Some Christians will likely quote Jesus’ story in Matthew 22 where Jesus talks about a king inviting everyone to the wedding banquet of his son, but during the wedding finds someone who didn’t have “wedding clothes,” and so tied the poor fellow up and threw him outside. So it was on that principle that people were demanded to “show respect to the Lord” when appearing for Sunday service.

However, the Book of James 2:2-4 states, “Suppose a man comes into your meeting wearing a gold ring and fine clothes, and a poor man in filthy old clothes also comes in. If you show special attention to the man wearing fine clothes and say, “Here’s a good seat for you,” but say to the poor man, “You stand there” or “Sit on the floor by my feet,” have you not discriminated among yourselves and become judges with evil thoughts?”

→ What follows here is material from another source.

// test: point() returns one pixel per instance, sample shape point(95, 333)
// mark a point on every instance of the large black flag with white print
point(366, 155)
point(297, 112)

What I gather then from this is that, yes, you show a certain respect towards the occasion by dressing appropriately, but the ultimate arbiter of what “respect” means surely has to be the the person you are giving respect to, and not the doorman. That is what James seems to be saying, to not discriminate and judge others by their outward appearance.

I mean, why should it have mattered to the creator of the universe what I wore when he could see me naked day in and day out in the bathroom? In the gospel stories, Jesus certainly didn’t care what the people who associated with him wore. He welcomed whores, beggars, drunkards and the like. When a man shows up at the door with a beer bottle in hand, or a woman in a tight miniskirt and a tube top, do you turn these people away, look at them apprehensively, or welcome them with a warm and genuine smile?

Anyway, these are simply intellectual musings for me at this point in time as I no longer attend church but for those who still do, this might be something for you to think about.